Which gave James some pause. Given that -- up until now -- the opening number for Disney Aladdin has been sung by the show's trio of narrators, Omar (Jonathan Schwartz), Kassim (Brandon O'Neill) and Babkak (Brian Gonzales).

"And Brian Gonzalez is like my best friend on the planet. So I really couldn't go through with this change without first getting Brian's blessing," Iglehart recalled. "So I called him and Brian said -- on behalf of the trio -- that they were okay with the change. That whatever it took to make sure that Aladdin became the best possible show before it opened on Broadway, they were willing to do. That's the caliber of the people that I'm working with here at the New Amsterdam. That's how generous & talented they are."

That's why every night -- as James is onstage performing Friend Like Me -- he makes a point of making eye contact with every other cast member who's out there making this eight-minute-long production number stop the show.

"As I keep telling these guys backstage, you're the real reason we get a standing ovation every night. Without you, I'd just be a big black guy in a blue suit who sings 'Can your friends do this?
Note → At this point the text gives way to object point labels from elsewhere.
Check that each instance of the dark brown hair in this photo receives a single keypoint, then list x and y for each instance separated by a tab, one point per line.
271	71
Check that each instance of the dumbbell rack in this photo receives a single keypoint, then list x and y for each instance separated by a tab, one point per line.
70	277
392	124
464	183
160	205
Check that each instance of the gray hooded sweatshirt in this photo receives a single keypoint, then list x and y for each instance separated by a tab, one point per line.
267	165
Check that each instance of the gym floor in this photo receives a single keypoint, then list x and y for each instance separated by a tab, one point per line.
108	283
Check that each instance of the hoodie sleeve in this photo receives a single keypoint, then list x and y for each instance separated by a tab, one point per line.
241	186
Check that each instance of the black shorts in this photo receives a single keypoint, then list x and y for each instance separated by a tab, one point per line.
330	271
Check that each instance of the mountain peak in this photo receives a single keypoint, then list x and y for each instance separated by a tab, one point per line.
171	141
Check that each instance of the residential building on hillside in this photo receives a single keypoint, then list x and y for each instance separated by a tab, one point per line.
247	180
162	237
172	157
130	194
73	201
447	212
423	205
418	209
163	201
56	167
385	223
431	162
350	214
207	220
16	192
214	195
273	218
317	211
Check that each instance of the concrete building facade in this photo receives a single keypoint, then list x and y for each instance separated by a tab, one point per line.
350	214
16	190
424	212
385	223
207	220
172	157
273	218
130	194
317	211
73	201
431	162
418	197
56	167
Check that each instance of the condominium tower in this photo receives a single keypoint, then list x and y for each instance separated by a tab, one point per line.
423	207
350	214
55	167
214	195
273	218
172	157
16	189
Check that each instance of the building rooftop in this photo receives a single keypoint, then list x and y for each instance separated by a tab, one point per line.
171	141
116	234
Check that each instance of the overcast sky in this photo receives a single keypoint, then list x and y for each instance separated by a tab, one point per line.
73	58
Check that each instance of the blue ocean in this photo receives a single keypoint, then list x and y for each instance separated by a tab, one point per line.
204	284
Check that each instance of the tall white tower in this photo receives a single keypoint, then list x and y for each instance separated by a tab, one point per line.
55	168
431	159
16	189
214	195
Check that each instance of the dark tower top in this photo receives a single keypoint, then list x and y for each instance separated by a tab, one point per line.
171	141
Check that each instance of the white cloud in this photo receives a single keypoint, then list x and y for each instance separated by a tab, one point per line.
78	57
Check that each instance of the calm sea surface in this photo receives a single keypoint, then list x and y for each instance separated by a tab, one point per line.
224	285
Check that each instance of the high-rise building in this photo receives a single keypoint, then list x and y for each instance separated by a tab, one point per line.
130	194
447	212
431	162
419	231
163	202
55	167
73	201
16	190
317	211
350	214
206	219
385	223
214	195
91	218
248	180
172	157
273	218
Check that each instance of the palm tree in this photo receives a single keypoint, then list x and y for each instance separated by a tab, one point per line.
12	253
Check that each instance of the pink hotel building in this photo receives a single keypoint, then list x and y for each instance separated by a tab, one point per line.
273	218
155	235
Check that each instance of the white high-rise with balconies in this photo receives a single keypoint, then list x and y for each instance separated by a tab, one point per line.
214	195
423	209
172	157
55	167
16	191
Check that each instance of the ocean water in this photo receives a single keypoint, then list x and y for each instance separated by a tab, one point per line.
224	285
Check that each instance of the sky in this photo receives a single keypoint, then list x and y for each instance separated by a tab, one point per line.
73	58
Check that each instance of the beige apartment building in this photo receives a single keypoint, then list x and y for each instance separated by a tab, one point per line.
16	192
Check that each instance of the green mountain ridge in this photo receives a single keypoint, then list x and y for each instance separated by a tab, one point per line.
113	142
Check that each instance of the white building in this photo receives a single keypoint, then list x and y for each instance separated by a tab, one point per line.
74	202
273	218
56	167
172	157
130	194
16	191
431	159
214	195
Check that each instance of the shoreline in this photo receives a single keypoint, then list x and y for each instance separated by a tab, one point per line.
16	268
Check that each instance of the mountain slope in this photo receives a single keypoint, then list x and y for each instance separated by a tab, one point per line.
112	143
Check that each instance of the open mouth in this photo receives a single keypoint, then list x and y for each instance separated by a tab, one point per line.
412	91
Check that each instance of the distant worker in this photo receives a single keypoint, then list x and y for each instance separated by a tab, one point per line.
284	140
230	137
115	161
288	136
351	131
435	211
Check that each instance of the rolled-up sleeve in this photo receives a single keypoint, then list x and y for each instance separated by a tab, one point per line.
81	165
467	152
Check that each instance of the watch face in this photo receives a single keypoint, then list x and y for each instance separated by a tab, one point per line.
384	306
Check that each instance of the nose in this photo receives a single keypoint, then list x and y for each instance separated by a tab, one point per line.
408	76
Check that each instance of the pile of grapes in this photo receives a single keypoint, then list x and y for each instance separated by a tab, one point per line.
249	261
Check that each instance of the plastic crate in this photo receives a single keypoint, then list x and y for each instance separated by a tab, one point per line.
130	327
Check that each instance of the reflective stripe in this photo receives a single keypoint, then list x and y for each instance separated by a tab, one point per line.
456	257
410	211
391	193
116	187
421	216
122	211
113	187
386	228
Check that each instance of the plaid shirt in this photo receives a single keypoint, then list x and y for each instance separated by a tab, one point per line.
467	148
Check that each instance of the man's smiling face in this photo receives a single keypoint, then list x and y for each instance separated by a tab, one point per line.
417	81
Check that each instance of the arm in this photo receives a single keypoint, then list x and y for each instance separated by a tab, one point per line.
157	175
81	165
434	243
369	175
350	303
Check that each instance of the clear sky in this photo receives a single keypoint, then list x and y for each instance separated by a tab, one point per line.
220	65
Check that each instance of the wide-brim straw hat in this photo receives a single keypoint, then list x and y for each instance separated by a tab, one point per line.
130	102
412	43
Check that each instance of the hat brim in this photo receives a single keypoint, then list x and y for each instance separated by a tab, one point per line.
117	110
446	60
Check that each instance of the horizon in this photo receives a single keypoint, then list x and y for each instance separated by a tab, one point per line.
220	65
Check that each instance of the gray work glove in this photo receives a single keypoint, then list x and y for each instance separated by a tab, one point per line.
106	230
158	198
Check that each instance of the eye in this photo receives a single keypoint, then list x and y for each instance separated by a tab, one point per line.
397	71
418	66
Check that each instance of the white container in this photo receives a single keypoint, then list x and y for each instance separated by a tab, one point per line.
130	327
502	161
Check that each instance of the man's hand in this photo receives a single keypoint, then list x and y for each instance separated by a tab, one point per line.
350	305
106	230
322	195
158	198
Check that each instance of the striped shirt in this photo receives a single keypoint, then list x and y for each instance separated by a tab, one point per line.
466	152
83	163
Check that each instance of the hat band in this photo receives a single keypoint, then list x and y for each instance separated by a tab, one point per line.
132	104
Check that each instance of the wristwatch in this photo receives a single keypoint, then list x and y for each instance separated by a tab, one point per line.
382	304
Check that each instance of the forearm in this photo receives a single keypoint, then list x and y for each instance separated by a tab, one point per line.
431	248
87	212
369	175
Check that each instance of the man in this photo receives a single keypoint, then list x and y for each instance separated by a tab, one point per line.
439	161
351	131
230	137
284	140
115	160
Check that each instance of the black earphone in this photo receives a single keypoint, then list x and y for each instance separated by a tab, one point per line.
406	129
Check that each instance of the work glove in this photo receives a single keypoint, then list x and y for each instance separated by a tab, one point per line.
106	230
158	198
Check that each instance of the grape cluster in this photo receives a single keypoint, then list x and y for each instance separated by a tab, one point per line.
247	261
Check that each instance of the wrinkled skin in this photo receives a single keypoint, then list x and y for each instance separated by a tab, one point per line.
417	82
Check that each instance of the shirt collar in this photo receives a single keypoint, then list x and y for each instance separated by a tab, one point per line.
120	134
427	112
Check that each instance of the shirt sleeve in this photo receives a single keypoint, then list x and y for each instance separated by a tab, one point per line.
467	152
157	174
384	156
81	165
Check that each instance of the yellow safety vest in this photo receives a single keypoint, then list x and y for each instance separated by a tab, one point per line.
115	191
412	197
Can your friends do that?' as he points around an empty stage," Iglehart said. "I'm just so blessed to be part of this cast, to have Disney entrust with this role that I've always dreamed of playing."

That's why James always makes a point to spend a little extra time with those people who turn up at the stage door at the New Amsterdam and want to get a selfie with the Genie. Because he remembers all too well the important part a cell phone played in making his own lifelong dream come true.